No faltaré a la verdad. No fue un santo. Ni un ángel. Ya desde el comienzo vimos el trato brutal que se dispensaba a los nativos, y ninguna de esas crueldades provocó su repulsa. Hacía falta ser ciego o sordo o hipócrita, o las tres cosas a la vez, para ignorar los muchos abusos. En España, décadas después de que Gonzalo Guerrero y yo abandonásemos este mundo, los funcionarios habrían de redactar leyes que hablasen, sí, de evitar los excesos, bautizar a los conversos por las buenas y con argumentos teológicos, castigar el sadismo y procurar a los indígenas trato de cristianos. Al fin y al cabo, la conquista se justificaba por el mandato de llevar las almas al amparo del Señor.

El sistema de encomiendas no era sino una forma muy católica de disimular la esclavitud

Y sin embargo, pocos podían ser tan ingenuos como para ignorar que, desde el mismo momento en que se imprimían, las leyes no eran sino papel mojado sin efecto al otro lado de las aguas, pues el sistema de encomiendas no era sino una forma muy católica de disimular la esclavitud. Los abundantes y continuos tormentos, conocidos como “trabajos de sujeción”, eran, como años más tarde escribiría en su famosa relación el padre Bartolomé de las Casas, el único modo en que unos cuantos miles de barbudos podían tener esclavizados a millones de indios.

Una obra por los españoles en esta isla principiada y en todas las Indias muy usada y ejercitada; y ésta es, que cuando llegan o están en una tierra y provincia donde hay mucha gente, como ellos son siempre pocos al número de los Indios comparados, para meter y entrañar su temor en los corazones y que tiemblen, hacer una muy cruel y grande matanza.

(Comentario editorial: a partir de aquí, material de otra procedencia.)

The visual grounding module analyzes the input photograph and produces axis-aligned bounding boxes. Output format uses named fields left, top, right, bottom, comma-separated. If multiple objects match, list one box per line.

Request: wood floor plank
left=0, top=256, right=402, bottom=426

O como escribió Fernández de Oviedo:

Cosas han pasado en estas Indias en demanda de aqueste oro, que no puedo acordarme dellas sin espanto y mucha tristeza de mi corazón. […] Cansancio es, y no poco, escribirlo yo y leerlo otros, y no bastaría papel ni tiempo a expresar enteramente lo que los capitanes hicieron para asolar los indios e robarlos e destruir la tierra, si todo se dijese tan puntualmente como se hizo; pero, pues dije de suso que en esta gobernación de Castilla del Oro había dos millones de indios, o eran incontables, es menester que se diga cómo se acabó tanta gente en tan poco tiempo.

En unas décadas había dado comienzo el exterminio de pueblos enteros. Entre los abusos, los castigos ejemplarizantes, el trabajo hasta quebrar el cuerpo y las plagas nuevas que desconocían en esas tierras, los conquistadores levantaban sus tronos sobre una montaña de huesos.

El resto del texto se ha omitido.